『大奥』、やっと読めた~
映画にもなったよしながふみさんの『大奥』
ずっと気になっていましたが、ふと立ち寄ったビデオ屋さんに、貸しコミックで出てるのを見て、1巻から12巻を大人借り(?!)しちゃいました。
12巻を一週間で読むのはちょっとキツかったので、多少流し読みになってしまい残念。またいつかゆっくり読もう。
長~い徳川時代なので登場人物が多くなるからかもしれないけど、顔がよく似てる人が多くてちょっと紛らわしかったかな。
子どもから青年くらいまでの男性のみがかかるという赤面疱瘡という病気が流行し、男子人口が減り、そのせいで家督を女性が継ぐこととなった徳川時代、女性が集められたはずの大奥も、男性が将軍(女性)に侍るところとなり・・・という男女が逆転していたという奇想天外な歴史コミック。映画やドラマになって話題を集めていたので、内容を少しはご存じの方も多いのではないかと思います。
大奥って、中で働いている人がすべて将軍様のお手付きとなるわけではないけれど、大前提が次代の後継者を産みだすためにあるところ。
だって、将軍の日常の生活は、中奥(平常の将軍の居場所)にてお側用人らがお世話をするので、まったく大奥に立ち入らなくても生活はできるのです。
逆に、代々の将軍らの命日など忌日には、夜大奥へ立ち入らないことも。(毎朝、大奥内にある仏間に礼拝はする。)
単に将軍のプライベートな生活ゾーンというより、より以上に生殖活動にウエイトを置いているところ。
男性は将軍しか立ち入れない。(一部のエリアには男性職員もいる)
男性であっても女性であっても将軍さまって本当に大変だなぁと思う。
次代の後継者生産という大命題のためには、個人の気持ちや存在はかき消され、好きとか嫌いとかなんて全く関係なく物事は進み、将軍家の正当な血筋の後継者を確保するため、
様々なルールや不文律が決められて、葛藤、矛盾、理不尽、いろんなことが生じてきます。
大奥って、将軍も、その配偶者たちも、どっちも大変。
彼らの産む、産まない、が日本の国の政治を左右するんですから。
ただ、側室というのは、家系が絶えることのないよう、複数人の後継者を用意するために存在すると思うのですが、女性が家系を継ぐと、その人が子どもを産まないことには後継者ができないわけで。(後継者を産めるのはたった一人)

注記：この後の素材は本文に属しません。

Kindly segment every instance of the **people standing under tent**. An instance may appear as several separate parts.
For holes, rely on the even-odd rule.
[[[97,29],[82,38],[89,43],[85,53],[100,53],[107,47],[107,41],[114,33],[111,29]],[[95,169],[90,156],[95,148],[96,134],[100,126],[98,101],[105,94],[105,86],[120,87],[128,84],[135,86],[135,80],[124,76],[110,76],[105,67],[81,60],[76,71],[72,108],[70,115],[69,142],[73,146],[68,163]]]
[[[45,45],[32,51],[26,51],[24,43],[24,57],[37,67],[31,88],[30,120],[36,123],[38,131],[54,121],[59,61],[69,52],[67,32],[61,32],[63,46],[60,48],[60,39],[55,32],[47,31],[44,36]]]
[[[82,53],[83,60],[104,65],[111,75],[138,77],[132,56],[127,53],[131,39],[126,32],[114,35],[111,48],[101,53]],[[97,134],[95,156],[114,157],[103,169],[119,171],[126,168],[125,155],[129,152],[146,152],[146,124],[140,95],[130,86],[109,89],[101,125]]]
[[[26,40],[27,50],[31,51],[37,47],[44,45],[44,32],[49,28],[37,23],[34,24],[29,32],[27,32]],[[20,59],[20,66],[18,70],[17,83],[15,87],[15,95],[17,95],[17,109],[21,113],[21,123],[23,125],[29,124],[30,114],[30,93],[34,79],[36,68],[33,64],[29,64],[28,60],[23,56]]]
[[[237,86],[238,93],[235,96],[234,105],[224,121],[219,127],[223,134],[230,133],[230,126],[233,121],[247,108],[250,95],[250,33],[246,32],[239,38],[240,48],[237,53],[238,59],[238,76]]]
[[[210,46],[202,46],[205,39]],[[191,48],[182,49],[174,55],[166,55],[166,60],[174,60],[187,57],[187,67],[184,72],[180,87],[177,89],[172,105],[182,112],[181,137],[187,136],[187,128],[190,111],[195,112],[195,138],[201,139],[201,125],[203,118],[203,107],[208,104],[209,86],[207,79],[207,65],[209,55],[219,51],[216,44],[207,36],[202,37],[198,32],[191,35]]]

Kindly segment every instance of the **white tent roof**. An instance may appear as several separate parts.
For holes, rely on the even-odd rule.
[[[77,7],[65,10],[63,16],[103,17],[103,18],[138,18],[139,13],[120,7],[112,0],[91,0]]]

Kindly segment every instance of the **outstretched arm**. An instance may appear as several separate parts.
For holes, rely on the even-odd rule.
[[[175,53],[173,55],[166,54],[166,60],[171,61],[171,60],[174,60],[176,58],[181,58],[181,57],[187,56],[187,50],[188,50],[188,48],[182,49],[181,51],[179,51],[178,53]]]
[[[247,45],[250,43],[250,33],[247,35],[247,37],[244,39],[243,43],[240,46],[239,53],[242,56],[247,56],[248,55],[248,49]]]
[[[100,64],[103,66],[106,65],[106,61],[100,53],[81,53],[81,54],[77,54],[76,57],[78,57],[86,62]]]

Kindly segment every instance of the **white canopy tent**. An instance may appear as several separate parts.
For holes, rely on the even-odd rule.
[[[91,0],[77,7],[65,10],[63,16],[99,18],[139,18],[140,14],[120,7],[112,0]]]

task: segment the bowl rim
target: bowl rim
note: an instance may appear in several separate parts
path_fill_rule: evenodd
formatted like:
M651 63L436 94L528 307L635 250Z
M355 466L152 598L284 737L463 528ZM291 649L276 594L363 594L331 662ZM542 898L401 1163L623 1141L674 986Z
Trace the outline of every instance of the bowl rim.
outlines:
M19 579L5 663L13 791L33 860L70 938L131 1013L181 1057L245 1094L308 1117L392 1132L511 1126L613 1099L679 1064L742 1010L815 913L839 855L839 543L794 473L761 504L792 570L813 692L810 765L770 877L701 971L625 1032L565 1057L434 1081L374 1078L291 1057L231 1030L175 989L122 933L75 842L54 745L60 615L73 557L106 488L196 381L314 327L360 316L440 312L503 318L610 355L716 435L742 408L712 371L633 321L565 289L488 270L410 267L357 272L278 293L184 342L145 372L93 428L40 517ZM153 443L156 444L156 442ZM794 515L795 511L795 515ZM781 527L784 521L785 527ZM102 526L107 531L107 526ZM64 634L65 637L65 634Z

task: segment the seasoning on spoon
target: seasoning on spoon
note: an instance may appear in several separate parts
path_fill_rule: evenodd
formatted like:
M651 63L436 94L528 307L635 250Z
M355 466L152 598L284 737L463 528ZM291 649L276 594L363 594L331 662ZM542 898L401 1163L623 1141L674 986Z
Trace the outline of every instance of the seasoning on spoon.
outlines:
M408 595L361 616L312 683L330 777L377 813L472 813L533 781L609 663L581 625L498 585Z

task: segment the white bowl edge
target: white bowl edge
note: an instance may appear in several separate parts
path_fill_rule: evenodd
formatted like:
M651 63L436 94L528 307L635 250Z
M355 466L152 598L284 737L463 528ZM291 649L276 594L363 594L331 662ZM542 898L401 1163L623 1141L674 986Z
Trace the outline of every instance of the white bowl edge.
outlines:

男性が女性を大奥で囲っているなら、それこそ毎夜違う女性に通えば、計算上一年で365人の女性を妊娠させて、後継者を儲けられるでしょうが、女性が大勢の男性を大奥で囲っても、産むことができるのはその女将軍ただ一人ですから、後継者は一年に一人か二人しか儲けられません。

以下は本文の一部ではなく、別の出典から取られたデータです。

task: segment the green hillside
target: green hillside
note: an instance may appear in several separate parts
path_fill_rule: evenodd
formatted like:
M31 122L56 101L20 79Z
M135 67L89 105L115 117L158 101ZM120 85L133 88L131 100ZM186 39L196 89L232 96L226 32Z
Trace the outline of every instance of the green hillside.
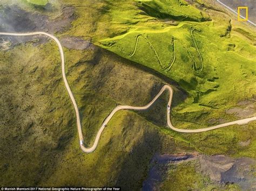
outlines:
M173 87L170 115L178 128L203 128L255 115L256 31L215 1L59 0L50 1L49 9L22 0L14 3L10 9L15 13L22 8L30 14L26 18L39 14L49 16L46 24L57 20L48 26L49 32L62 43L79 37L93 44L64 49L87 146L116 105L145 105L166 83ZM5 16L4 8L11 5L8 1L0 4L0 16ZM67 8L73 9L69 15L73 20L55 30L70 17L63 14ZM44 20L33 23L42 24L37 30L48 31ZM24 31L31 29L24 25ZM177 133L166 126L167 93L149 110L117 113L95 152L83 153L57 47L39 40L0 51L0 186L106 185L137 190L156 154L256 159L256 122ZM169 165L158 186L164 190L240 189L211 181L198 165ZM251 167L252 174L255 169Z

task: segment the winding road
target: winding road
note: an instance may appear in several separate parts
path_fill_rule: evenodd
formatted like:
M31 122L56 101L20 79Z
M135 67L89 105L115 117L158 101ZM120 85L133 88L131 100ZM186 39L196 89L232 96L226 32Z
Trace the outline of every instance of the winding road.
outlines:
M117 112L117 111L120 110L124 110L124 109L134 110L146 110L148 109L149 108L150 108L153 104L153 103L154 103L156 100L157 100L158 98L158 97L163 94L163 93L165 90L168 90L170 93L169 100L168 101L168 105L166 108L167 125L168 125L168 126L170 129L171 129L172 130L175 131L183 132L183 133L201 132L210 131L214 129L223 128L225 126L234 125L234 124L243 125L243 124L247 124L251 121L256 120L256 117L253 117L248 118L246 118L244 119L237 120L237 121L235 121L231 122L225 123L223 123L223 124L219 124L218 125L211 126L210 128L206 128L194 129L194 130L177 129L176 128L174 128L172 125L171 122L171 118L170 116L170 110L171 110L171 104L172 102L172 95L173 95L173 89L170 85L165 84L163 87L163 88L161 89L160 91L154 97L154 98L150 103L149 103L147 105L145 106L134 107L134 106L130 106L130 105L118 105L115 108L114 108L114 109L106 118L103 124L102 125L99 131L98 132L97 134L96 138L95 139L95 142L92 146L90 148L86 148L84 145L84 143L83 143L84 138L83 137L83 133L82 133L82 125L81 125L81 122L80 122L80 116L79 116L79 114L78 107L77 107L77 104L76 102L76 100L75 99L74 96L73 95L73 93L72 93L72 91L70 89L70 87L69 85L69 83L66 79L66 74L65 72L65 60L64 60L64 52L63 52L63 49L62 48L62 45L59 42L59 40L55 36L51 34L48 34L47 33L44 32L35 32L25 33L0 32L0 35L11 36L34 36L34 35L44 35L44 36L46 36L51 38L52 40L53 40L57 43L58 47L59 48L59 53L60 53L62 77L63 78L63 81L65 83L65 86L66 87L66 90L68 90L68 93L69 93L69 95L72 101L72 103L73 103L73 106L76 111L77 130L78 131L79 137L79 140L80 140L80 147L81 149L82 150L82 151L85 153L92 152L96 149L102 132L103 131L104 129L105 129L105 128L106 127L106 125L109 122L110 119L113 117L114 115L116 114L116 112Z

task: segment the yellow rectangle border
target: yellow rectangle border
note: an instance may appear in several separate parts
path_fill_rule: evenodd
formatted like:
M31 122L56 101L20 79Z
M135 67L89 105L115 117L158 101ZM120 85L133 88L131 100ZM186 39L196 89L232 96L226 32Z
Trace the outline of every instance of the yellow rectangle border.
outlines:
M245 17L245 18L241 18L241 14L240 12L240 11L241 9L245 9L246 11L246 16ZM237 13L238 13L238 21L247 21L248 20L248 6L238 6L237 8Z

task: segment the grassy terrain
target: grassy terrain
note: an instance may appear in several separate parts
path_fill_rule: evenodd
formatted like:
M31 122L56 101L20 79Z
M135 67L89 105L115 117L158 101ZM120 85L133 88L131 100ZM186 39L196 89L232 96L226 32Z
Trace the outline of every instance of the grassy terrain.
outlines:
M160 190L240 190L238 185L227 183L220 186L212 182L207 176L198 172L198 161L185 162L168 166L167 178L161 182Z
M75 6L77 16L58 37L92 39L107 49L64 49L87 146L116 105L145 104L166 82L176 86L171 117L179 128L239 119L225 111L254 100L255 30L230 21L208 1L193 5L174 0L58 3ZM256 158L255 122L178 133L166 128L166 94L146 112L117 114L96 152L83 153L59 57L53 43L0 52L1 186L117 185L138 190L157 152ZM239 144L247 140L248 145ZM186 188L184 182L203 189L208 180L194 171L196 165L171 168L163 189Z
M26 0L28 2L35 5L45 6L48 3L48 0Z

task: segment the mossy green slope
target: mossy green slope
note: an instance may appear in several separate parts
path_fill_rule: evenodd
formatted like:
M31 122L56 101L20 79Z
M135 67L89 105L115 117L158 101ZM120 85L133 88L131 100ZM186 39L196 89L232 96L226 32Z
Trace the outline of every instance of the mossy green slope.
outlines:
M131 60L100 48L65 48L67 76L81 112L87 145L91 145L101 123L117 104L144 105L164 83L171 83L170 79L188 95L184 100L186 95L175 89L171 117L179 128L198 129L238 119L226 110L240 101L253 100L254 30L233 20L230 22L221 11L200 9L199 3L196 6L180 1L141 2L63 2L76 7L77 17L70 29L57 34L59 38L92 38L96 44ZM166 7L170 2L171 9ZM160 16L142 9L146 4ZM180 15L174 15L179 10L182 10ZM185 12L193 21L183 19ZM134 52L138 35L142 37ZM0 53L1 185L107 185L136 190L141 188L156 152L197 151L256 158L255 122L203 133L178 133L165 128L165 95L145 113L117 114L96 152L84 154L55 44L29 43ZM198 71L202 59L203 70ZM20 65L21 60L24 65ZM165 71L159 60L164 68L174 62ZM247 140L247 146L239 144ZM178 171L178 174L171 172L170 177L181 183L184 180L194 181L193 188L206 186L202 184L205 178L195 174L190 166ZM186 176L187 171L192 172ZM163 188L170 186L165 182Z

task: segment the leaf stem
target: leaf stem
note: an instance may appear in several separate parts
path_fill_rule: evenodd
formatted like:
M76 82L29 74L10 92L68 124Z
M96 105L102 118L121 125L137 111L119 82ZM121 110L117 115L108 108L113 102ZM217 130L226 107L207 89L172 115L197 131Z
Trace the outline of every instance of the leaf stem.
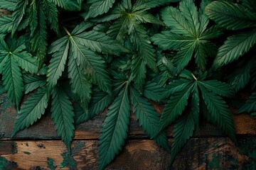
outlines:
M69 36L71 36L71 34L70 34L70 33L68 30L67 28L65 28L65 26L63 26L63 28L64 28L65 31L67 33L67 34L68 34Z
M197 81L197 79L196 79L196 77L195 76L195 75L193 74L193 73L191 73L191 74L192 74L193 78L194 78L194 79L195 79L196 81Z

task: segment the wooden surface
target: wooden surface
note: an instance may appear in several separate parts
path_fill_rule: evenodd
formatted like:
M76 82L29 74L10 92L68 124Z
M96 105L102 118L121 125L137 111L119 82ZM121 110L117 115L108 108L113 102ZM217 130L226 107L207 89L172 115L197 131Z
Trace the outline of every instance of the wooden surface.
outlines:
M10 140L16 113L6 94L0 96L0 169L97 169L97 139L104 113L76 128L72 155L68 155L49 113ZM256 120L246 114L234 115L234 120L238 147L216 128L203 123L201 130L171 165L170 155L132 120L123 151L106 169L256 169ZM171 144L171 127L166 132Z

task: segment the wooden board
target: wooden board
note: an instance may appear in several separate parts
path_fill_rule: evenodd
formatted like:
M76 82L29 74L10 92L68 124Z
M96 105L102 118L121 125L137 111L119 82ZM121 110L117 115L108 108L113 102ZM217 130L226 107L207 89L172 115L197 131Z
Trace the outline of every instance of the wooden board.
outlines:
M256 149L255 137L240 139L240 144L252 141L250 149ZM74 141L71 157L58 140L2 141L0 146L0 162L4 160L7 169L97 169L97 140ZM229 138L192 138L171 165L170 155L153 141L132 140L106 169L239 169L251 166L245 154Z
M16 112L11 103L8 100L6 94L0 96L0 139L9 140L13 130ZM162 107L156 106L159 111ZM105 113L102 113L93 120L82 123L76 127L75 137L76 140L97 140L98 139L102 124L105 118ZM233 114L234 122L237 134L238 135L256 136L256 120L250 118L247 114ZM142 129L139 126L134 119L131 120L129 125L130 138L146 138ZM167 130L169 137L172 137L172 128ZM215 126L206 122L201 123L201 130L195 132L194 137L224 137L225 135ZM49 112L33 126L18 132L15 139L31 138L37 140L60 139L54 130L53 122L50 119Z
M0 96L0 169L97 169L97 140L105 113L77 126L70 156L54 130L49 112L10 140L16 113L5 94ZM201 130L188 140L171 165L170 154L149 140L132 119L123 151L106 169L254 169L256 120L246 114L234 115L234 120L239 147L216 128L203 123ZM171 127L166 131L171 144Z

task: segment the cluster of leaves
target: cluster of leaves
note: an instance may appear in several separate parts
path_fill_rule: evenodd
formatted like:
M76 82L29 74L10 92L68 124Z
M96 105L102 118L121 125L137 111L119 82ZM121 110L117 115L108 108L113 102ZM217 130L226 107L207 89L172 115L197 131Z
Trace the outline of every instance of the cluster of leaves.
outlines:
M0 16L0 94L18 113L12 137L50 108L70 152L75 125L108 108L99 169L124 145L131 111L171 162L201 120L235 142L225 98L251 85L238 113L256 112L256 2L198 1L0 0L11 12ZM149 100L165 105L161 115Z

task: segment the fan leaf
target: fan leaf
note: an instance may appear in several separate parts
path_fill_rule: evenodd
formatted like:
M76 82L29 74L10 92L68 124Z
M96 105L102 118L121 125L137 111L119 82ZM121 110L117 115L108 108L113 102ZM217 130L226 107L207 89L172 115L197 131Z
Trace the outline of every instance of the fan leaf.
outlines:
M119 92L110 107L99 141L99 169L103 169L114 158L127 138L130 106L128 84Z
M70 41L67 36L59 39L52 44L50 53L53 53L50 61L49 69L47 74L47 81L49 88L57 84L64 71L65 64L68 59Z
M6 57L8 59L3 67L3 84L8 97L16 105L16 108L18 108L24 91L21 70L11 55Z
M90 17L95 18L97 16L107 13L111 8L115 0L97 0L94 1L90 6L90 11L85 20Z
M18 131L28 128L43 115L48 105L46 88L39 89L25 101L15 120L13 137Z
M160 118L160 128L159 132L174 122L178 115L181 115L188 105L188 100L192 86L188 86L181 91L174 93L169 101L165 105Z
M221 97L208 91L201 85L199 87L208 110L208 113L205 113L207 114L206 117L236 142L234 123L228 105Z
M71 101L65 93L59 88L53 90L53 102L50 111L55 129L70 153L71 140L74 136L74 112Z
M246 101L245 105L243 105L238 111L237 113L240 114L244 112L251 113L256 111L256 92L252 93L249 99Z
M213 62L213 68L219 68L224 64L236 60L239 57L248 52L256 43L256 31L255 30L240 33L228 38L218 51Z
M240 30L256 26L256 15L243 6L216 1L206 7L206 15L218 25L229 30Z
M146 135L152 138L159 127L159 113L155 110L146 98L142 97L139 92L134 89L131 90L131 100L136 120L139 121L139 125L142 127ZM157 144L170 152L171 147L164 132L159 133L154 140Z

よって、大奥にそんなにたくさん男性を置いておく必要はないと思うんですけどね。(コミックには、その点に対する男性大奥の存在理由・意義も説明されています。)
とにかく、後継者を途切れさせず、少しでも多く生産しようとするなら、側室制度は必要だと思います。(当人たちの感情は別にしてね)
まして男系のみで継承しようとするなら尚更。
そういう意味ではいまの天皇家は大変だろうなと思う。
いまさら側室制度が復活するとは思えないけど、血脈の保持だけを考えたら、そうでもしないと難しそう。

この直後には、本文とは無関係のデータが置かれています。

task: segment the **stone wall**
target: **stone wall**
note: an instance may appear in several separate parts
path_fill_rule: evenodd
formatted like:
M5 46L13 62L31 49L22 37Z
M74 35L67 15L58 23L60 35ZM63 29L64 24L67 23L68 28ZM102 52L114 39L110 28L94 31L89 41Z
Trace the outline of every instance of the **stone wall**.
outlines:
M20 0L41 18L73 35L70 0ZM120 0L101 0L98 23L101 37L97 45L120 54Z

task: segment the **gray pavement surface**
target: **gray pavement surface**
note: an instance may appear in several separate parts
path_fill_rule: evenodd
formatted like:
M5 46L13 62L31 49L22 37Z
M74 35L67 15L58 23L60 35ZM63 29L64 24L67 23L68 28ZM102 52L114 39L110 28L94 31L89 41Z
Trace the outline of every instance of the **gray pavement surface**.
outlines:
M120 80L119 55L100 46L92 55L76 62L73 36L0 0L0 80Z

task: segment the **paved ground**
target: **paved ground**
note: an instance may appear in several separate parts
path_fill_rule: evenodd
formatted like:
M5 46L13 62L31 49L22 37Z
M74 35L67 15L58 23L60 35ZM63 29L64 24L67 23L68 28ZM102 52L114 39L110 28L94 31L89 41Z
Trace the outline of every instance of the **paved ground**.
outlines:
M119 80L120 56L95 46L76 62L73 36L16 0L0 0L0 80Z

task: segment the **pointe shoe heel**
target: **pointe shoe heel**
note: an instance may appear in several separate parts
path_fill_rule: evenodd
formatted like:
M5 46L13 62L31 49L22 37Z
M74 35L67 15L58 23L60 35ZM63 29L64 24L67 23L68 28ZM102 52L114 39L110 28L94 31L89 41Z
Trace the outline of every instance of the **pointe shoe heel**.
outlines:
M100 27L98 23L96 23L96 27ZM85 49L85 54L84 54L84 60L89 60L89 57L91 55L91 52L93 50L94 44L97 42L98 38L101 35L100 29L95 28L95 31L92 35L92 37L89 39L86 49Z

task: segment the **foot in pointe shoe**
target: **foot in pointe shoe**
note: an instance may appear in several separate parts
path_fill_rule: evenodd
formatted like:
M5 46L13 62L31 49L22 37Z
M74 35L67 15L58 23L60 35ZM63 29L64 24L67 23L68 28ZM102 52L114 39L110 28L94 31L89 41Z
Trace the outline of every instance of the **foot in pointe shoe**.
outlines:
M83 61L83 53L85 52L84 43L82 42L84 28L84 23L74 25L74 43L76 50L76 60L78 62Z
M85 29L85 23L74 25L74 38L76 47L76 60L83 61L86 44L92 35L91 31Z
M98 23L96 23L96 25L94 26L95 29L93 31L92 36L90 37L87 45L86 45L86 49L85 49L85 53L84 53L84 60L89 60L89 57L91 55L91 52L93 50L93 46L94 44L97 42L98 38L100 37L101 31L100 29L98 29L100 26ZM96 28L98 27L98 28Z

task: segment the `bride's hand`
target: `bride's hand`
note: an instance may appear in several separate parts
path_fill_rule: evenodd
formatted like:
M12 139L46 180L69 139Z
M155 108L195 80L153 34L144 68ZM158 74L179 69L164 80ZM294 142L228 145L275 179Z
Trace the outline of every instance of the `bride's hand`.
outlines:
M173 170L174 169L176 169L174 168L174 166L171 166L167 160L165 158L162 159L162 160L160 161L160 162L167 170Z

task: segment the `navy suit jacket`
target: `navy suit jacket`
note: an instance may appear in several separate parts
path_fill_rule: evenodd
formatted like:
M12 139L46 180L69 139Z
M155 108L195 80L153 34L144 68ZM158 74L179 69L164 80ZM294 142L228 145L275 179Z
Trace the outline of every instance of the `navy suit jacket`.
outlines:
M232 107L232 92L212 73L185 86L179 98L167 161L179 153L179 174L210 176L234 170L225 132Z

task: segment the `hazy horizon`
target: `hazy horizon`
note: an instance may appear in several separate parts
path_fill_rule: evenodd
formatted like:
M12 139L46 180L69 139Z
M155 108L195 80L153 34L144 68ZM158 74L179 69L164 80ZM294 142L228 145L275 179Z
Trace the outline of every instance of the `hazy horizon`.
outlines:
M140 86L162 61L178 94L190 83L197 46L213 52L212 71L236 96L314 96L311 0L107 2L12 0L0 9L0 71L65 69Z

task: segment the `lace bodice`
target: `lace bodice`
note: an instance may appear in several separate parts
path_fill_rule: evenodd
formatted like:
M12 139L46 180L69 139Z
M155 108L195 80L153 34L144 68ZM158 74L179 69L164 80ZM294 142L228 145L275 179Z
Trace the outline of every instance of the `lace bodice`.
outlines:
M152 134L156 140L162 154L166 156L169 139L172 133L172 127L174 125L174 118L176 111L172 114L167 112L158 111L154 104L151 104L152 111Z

大奥といえば、私にとっての原点は吉屋信子さんの『徳川の夫人たち』。
永光院・お万の方がどれだけ素敵だったか。
よしながさんの永光院(有功)の描き方は、私の中に刷り込まれてた吉屋版お万の方と比べ違和感なかった。
巻末の参考文献を見たら、筆頭に吉屋信子さんの『徳川の夫人たち』がある。
どおりでね~。
男性と女性の違いはあれど、美しさ、高潔さ、雅びさ、見識、すべて吉屋・お万の方に通じる。
吉屋さんは『徳川の夫人たち』で徳川15代の御台所や周辺について書きだしたところ、お万の方(三代将軍家光の側室)にほれ込んでしまい、頁の大半をお万の方に費やしてしまって15代まで行かなくなり、続編まで書くことになったと言われている。
それぐらいお万の方は魅力的に描かれている。
有功(ありこと)の流水紋の裃を見て、お万の方の、初お目見えの時の、青海波を銀の地摺りにしたお掻取りが浮かんできた。
ああ、また読みたくなったなぁ。『徳川の夫人たち』
お万の方は永遠の私の憧れだけど、こんな女性になりたいと思ったのではなく、憧れたのは、その人間性だったんだなって、男性版お万の方の有功を見ることによって、改めて思いました。
それにしても、コミックの巻末で参考文献が出てるのなんて、今まで見たことあったかな。
よしながさん、すごく勉強されたんでしょうね。
これらも全部読んでみたい。考えるだけでワクワクします。